Let’s clear up a bit of confusion, much of it generated by the Fed’s move to use an explicit unemployment rate threshold of 6.5% in its statements beginning in December 2012 (when unemployment was at 7.8%). It said then that it wouldn’t raise short-term interest rates until joblessness fell at least to that level. Unemployment has now fallen to 6.6%.
The Fed hasn’t said it would raise short-term rates when unemployment hits 6.5%. In fact, it said otherwise. In its December statement—in language new Fed Chairwoman Janet Yellen is likely to reiterate in her testimony Tuesday and Thursday—the Fed’s policymaking Federal Open Market Committee said it expects short-term rates to be very low “well past the time that the unemployment rate declines below 6-1/2 percent,” especially if projected inflation continues to run below the Committee’s 2 % longer-run goal.

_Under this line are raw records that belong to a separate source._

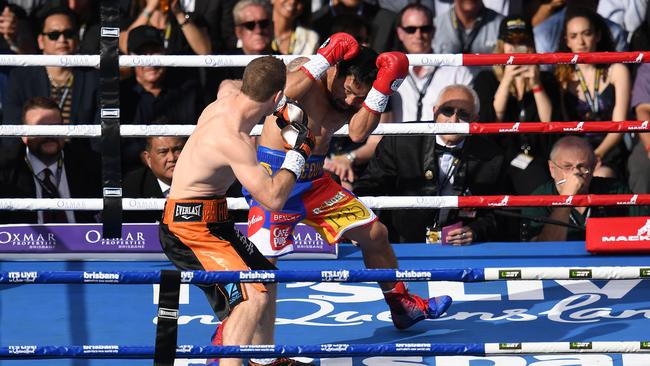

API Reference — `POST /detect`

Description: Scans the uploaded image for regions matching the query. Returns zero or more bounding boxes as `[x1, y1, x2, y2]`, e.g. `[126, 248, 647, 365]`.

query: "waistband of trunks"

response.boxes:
[257, 146, 325, 182]
[163, 197, 228, 224]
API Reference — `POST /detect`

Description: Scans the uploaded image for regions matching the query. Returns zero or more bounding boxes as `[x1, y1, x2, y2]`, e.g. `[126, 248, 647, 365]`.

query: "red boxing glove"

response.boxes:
[363, 52, 409, 113]
[301, 32, 359, 80]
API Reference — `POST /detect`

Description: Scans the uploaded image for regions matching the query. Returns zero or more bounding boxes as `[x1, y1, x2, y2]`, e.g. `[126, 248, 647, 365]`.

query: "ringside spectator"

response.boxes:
[354, 85, 503, 245]
[522, 136, 648, 241]
[555, 8, 630, 177]
[474, 16, 559, 194]
[0, 96, 101, 224]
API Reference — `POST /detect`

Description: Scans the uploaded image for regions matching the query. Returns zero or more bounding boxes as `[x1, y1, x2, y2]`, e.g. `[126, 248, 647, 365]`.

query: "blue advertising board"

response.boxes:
[0, 242, 650, 366]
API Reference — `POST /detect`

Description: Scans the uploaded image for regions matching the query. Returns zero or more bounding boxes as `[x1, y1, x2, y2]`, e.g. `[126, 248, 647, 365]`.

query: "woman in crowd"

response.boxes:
[120, 0, 212, 55]
[555, 8, 630, 177]
[474, 16, 559, 194]
[271, 0, 318, 55]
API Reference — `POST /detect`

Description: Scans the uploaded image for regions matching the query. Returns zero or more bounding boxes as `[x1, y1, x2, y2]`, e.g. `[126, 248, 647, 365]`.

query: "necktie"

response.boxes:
[435, 144, 460, 157]
[39, 168, 68, 223]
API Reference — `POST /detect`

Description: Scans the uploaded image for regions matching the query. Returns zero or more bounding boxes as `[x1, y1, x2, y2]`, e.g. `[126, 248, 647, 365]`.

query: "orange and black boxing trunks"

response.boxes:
[160, 197, 277, 319]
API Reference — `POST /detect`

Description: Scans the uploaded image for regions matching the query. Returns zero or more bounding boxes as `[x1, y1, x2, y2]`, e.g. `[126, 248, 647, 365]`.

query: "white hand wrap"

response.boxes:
[302, 54, 331, 80]
[363, 88, 388, 113]
[280, 150, 305, 179]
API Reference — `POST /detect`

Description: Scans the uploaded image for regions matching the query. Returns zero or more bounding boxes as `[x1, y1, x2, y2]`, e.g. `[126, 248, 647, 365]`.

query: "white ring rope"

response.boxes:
[0, 123, 469, 137]
[0, 121, 650, 137]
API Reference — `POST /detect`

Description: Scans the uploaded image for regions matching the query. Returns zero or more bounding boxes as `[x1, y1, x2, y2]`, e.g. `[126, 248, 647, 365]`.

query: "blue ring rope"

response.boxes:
[0, 268, 485, 284]
[0, 343, 485, 359]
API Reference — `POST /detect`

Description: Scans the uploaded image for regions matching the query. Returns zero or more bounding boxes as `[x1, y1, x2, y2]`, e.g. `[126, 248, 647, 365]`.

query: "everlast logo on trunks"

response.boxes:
[174, 203, 203, 222]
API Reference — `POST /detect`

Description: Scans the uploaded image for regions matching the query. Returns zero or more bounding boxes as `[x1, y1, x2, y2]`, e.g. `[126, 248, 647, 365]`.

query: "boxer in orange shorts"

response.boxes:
[160, 56, 314, 366]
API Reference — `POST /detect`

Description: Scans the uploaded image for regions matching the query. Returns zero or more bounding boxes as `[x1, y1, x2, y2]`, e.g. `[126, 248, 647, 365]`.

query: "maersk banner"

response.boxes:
[0, 223, 336, 259]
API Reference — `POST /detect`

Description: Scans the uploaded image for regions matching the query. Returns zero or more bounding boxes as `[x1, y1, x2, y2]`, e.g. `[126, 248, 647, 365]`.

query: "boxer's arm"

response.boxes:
[224, 142, 296, 211]
[348, 52, 409, 142]
[285, 33, 359, 100]
[348, 108, 381, 142]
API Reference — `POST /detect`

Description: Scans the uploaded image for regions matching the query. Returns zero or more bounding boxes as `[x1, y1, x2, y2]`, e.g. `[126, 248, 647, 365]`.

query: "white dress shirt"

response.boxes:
[27, 148, 76, 224]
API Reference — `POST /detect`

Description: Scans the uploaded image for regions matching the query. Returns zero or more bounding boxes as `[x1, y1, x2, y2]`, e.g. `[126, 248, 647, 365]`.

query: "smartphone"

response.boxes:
[514, 44, 528, 53]
[514, 44, 528, 53]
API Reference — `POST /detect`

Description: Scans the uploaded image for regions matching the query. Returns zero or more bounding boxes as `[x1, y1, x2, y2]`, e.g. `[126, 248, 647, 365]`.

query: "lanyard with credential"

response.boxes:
[450, 9, 484, 53]
[408, 68, 438, 121]
[576, 65, 601, 116]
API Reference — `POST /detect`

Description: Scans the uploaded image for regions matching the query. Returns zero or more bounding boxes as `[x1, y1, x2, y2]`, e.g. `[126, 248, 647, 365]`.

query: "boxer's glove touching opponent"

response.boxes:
[363, 52, 409, 114]
[273, 98, 315, 179]
[300, 32, 356, 80]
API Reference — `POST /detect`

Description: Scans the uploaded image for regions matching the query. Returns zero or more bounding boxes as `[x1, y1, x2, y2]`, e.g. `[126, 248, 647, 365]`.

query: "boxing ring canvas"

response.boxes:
[0, 242, 650, 366]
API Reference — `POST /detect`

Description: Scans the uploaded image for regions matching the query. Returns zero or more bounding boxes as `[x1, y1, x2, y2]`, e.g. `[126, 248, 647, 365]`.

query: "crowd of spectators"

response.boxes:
[0, 0, 650, 244]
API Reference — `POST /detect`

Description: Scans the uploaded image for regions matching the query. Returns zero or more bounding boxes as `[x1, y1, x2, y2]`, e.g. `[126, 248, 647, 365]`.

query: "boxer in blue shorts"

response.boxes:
[238, 33, 451, 365]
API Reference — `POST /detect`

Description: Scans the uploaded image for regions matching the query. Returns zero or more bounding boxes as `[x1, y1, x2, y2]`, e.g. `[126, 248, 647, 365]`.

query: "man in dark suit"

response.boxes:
[0, 97, 102, 224]
[2, 8, 99, 124]
[354, 84, 504, 245]
[124, 136, 187, 222]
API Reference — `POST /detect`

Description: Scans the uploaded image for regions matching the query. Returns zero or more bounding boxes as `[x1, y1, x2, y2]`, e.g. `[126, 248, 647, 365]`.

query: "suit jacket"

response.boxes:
[122, 167, 165, 223]
[0, 144, 102, 224]
[2, 66, 99, 125]
[354, 136, 504, 243]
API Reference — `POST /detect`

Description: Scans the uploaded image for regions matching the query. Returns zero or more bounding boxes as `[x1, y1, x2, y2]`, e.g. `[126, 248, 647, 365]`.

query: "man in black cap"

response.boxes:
[120, 25, 203, 173]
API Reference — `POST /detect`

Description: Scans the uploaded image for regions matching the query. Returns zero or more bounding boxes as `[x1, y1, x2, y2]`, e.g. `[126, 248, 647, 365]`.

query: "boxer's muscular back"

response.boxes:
[170, 96, 246, 199]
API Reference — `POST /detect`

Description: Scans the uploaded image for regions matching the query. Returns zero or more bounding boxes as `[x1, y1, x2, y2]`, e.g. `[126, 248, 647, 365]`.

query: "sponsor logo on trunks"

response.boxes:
[569, 269, 591, 279]
[320, 343, 350, 352]
[7, 271, 38, 282]
[312, 191, 346, 215]
[271, 213, 300, 224]
[499, 269, 521, 280]
[174, 203, 203, 222]
[395, 269, 431, 280]
[499, 343, 521, 350]
[7, 346, 37, 355]
[82, 344, 120, 353]
[83, 272, 120, 283]
[223, 283, 242, 309]
[320, 269, 350, 282]
[271, 225, 293, 250]
[158, 308, 178, 320]
[569, 342, 592, 349]
[239, 272, 275, 282]
[248, 215, 264, 226]
[247, 206, 266, 235]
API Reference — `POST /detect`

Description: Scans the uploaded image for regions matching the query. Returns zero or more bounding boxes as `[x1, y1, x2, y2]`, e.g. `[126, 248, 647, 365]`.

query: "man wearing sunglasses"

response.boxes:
[206, 0, 274, 103]
[390, 4, 473, 122]
[245, 33, 451, 366]
[522, 136, 650, 241]
[354, 84, 504, 245]
[3, 8, 99, 130]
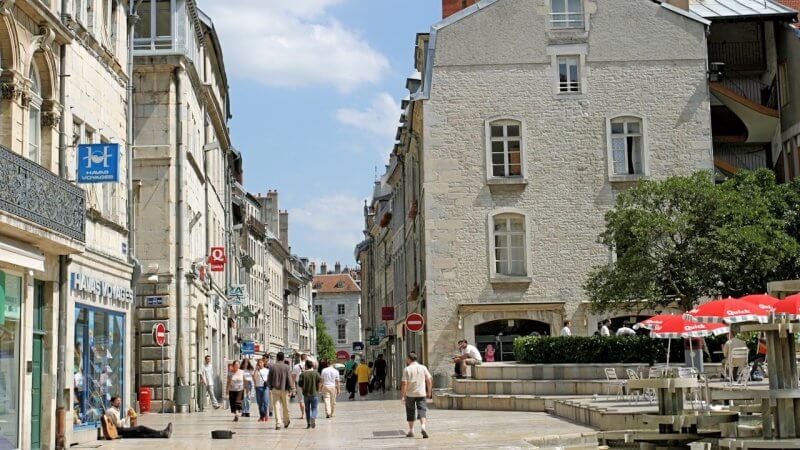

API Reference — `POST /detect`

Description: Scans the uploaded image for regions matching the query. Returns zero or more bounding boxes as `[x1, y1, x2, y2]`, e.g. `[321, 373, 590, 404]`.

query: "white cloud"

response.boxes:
[289, 193, 364, 263]
[201, 0, 389, 92]
[336, 92, 401, 137]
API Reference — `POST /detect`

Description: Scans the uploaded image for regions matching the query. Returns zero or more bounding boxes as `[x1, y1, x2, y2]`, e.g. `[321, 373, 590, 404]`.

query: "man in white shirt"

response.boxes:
[106, 396, 172, 439]
[600, 319, 611, 336]
[292, 353, 308, 420]
[200, 355, 219, 409]
[453, 339, 483, 378]
[400, 352, 433, 439]
[321, 361, 340, 419]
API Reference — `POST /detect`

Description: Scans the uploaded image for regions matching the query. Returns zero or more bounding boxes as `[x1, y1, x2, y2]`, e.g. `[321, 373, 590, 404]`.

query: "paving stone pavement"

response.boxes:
[79, 393, 592, 450]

How long is “well past the time?” Somewhere between six months and a year. At his December press conference, then-Chairman Ben Bernanke noted that published forecasts of Fed policymakers show most expected unemployment to hit 6.5% by the end of 2014, but didn’t expect to short-term rates to rise until the end of 2015. He described 6.5% unemployment as “the point at which we would begin to look at a more broad set of labor market indicators… such as hiring, quits, vacancies, long-term employment, wages, etc.”
(That may sound complicated, but it’s a whole heck of a lot simpler than the Bank of England’s forward guidance—which the Bank of England is expected to tweak Wednesday.)

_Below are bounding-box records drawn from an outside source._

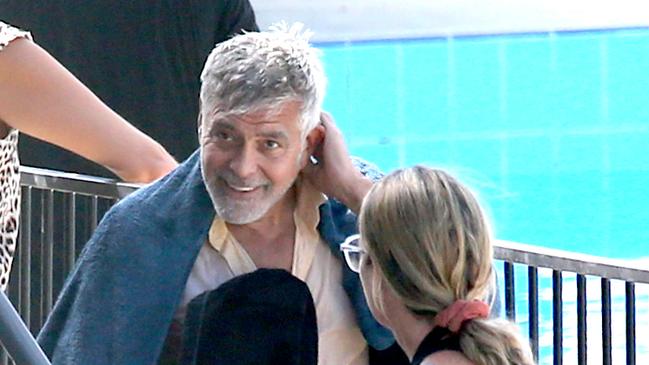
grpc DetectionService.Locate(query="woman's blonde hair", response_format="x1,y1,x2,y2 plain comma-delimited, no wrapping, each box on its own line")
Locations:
360,166,534,365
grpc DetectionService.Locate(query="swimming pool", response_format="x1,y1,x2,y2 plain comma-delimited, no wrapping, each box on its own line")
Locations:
319,28,649,364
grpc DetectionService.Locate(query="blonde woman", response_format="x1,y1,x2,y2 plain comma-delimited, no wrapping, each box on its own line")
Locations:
0,22,176,291
341,166,534,365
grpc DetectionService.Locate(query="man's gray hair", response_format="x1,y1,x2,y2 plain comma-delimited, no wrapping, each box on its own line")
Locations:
200,23,326,135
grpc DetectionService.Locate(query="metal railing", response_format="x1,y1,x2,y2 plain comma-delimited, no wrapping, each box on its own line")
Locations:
495,241,649,365
0,167,649,365
0,167,138,365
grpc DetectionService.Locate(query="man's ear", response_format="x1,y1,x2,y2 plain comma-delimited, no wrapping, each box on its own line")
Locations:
301,124,325,168
196,99,203,143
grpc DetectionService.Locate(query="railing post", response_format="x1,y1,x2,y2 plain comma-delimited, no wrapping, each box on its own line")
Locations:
527,266,539,362
552,270,563,365
505,261,516,321
624,281,635,365
602,278,613,365
577,274,588,365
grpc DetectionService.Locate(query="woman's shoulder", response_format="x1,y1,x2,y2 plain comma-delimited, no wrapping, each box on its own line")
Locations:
0,21,32,51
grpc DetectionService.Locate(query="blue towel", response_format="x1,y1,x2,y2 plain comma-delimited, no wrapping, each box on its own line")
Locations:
38,152,394,365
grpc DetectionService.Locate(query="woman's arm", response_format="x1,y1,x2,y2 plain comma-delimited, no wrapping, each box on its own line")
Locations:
0,39,177,182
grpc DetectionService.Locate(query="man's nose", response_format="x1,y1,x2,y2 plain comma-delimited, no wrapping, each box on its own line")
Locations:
230,146,257,179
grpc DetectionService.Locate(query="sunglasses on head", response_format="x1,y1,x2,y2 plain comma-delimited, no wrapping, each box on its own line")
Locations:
340,234,367,273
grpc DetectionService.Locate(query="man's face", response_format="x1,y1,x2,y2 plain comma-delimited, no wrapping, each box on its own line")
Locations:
200,101,311,224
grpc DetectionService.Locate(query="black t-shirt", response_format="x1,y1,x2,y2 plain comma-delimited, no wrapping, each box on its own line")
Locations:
0,0,258,176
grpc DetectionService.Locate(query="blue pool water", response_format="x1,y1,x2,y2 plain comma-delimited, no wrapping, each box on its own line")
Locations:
319,28,649,364
320,29,649,259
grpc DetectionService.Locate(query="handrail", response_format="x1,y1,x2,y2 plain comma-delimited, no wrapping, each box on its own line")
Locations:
20,166,141,199
0,291,50,365
494,240,649,284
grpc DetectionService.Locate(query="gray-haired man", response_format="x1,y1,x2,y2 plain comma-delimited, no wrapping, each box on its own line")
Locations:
39,25,394,365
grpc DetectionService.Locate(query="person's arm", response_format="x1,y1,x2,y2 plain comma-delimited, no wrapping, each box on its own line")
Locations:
0,39,177,183
304,113,372,214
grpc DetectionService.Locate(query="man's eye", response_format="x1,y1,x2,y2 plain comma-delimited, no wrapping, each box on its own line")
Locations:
214,132,232,141
264,140,279,150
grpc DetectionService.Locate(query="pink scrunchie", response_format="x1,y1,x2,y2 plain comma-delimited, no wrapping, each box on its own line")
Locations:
434,299,489,333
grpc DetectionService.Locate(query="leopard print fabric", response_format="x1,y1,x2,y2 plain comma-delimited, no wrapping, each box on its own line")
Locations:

The ultimate test of the Fed’s monetary policy is how close it comes to meeting its mandate of price stability and maximum sustainable employment. Right now, it’s falling short on both.
In the meantime, one way to see if forward guidance is working is to look at what financial markets expect the Fed to do; after all, this tool only works if markets believe the Fed.
For a time, markets were skeptical. As John Williams, president of the San Francisco Federal Reserve Bank, recalled recently: From 2009 to mid-2011, markets expected the Fed would move swiftly to raise rates “despite the efforts of many on the FOMC to communicate the severity of the downturn and the result need for highly accommodative monetary policy for quite some time.”
Last spring, Mr. Bernanke began talking about reducing the scale of the Fed’s bond-buying. The markets saw that as a move towards tightening credit and raising rates, although that wasn’t Mr. Bernanke’s intent. So he and others at the Fed spent a few months reinforcing its message that it wasn’t rushing to raise rates.
This time, the markets got it.
How do we know? Look at the chart with this column, which Jon Hilsenrath has posted previously. It tracks the trading in the federal funds futures market where people put money on their bets on what the Fed will do when. The fed funds rate (the Fed’s key short-term rate) is now about 0.06%, as close to zero as practical. The chart shows what markets anticipated that rate to be in June 2015 at various points in time.
When the Fed began talking about tapering last spring, markets began betting that the Fed would be raising rates well before June 2015. By August 2013, markets were expecting Fed funds to be approaching 1.0% by June 2015—not what most Fed officials anticipated.
Today, the markets expect the fed funds to hit 0.2% by June 2015. That is very close to what Fed policymakers’ published forecasts show. And that is happening at the very moment that the Fed is scaling back its bond buying.
“In some very broad sense, [forward guidance] has been effective,” says Lewis Alexander, chief U.S. economist at Nomura. “I think that the FOMC has been able to send the basic message that they will maintain very accommodative policy for a long time and that has supported the recovery in important ways. That’s really the most important way to judge the success of the effort.”
There are a lot of lingering questions about exactly how the Fed will read the job market—especially if the unemployment rate falls not because there’s a lot of hiring, but because a lot of people stop looking for work. It’s hard to know what the Fed will do if the outlook for the economy worsens or improves significantly—or if inflation materializes before the job market returns to health.